Doch was ist mit all dem, was derzeit und in Zukunft auf Grundlage von Algorithmen und Künstlicher Intelligenz entwickelt wird? Was ist mit ChatGTP und autonom fahrenden Autos? Was ist mit automatischen Programmen zur Personaleinstellung oder zur Bewertung der Kreditwürdigkeit? Entscheidungen Künstlicher Intelligenz können großen Schaden anrichten.

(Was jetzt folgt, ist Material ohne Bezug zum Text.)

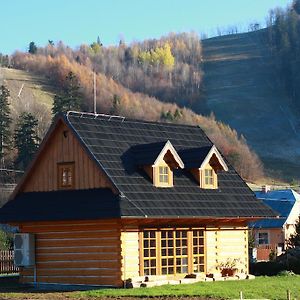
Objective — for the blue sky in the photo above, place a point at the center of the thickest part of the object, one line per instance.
(76, 22)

Auch hier will die Europäische Union Vorreiter sein und Standards setzen. Dazu schlug die EU-Kommission bereits vor zwei Jahren ein neues Regelwerk, den sogenannten Artificial Intelligence Act vor, über den in Brüssel derzeit verhandelt wird. Angesichts von ChatGPT und Co. mahnte Digitalminister Volker Wissing (FDP) gerade erst zur Eile. Das ECAT wird auch hier helfen, Algorithmen und ihre Auswirkungen auf die Gesellschaft besser zu verstehen.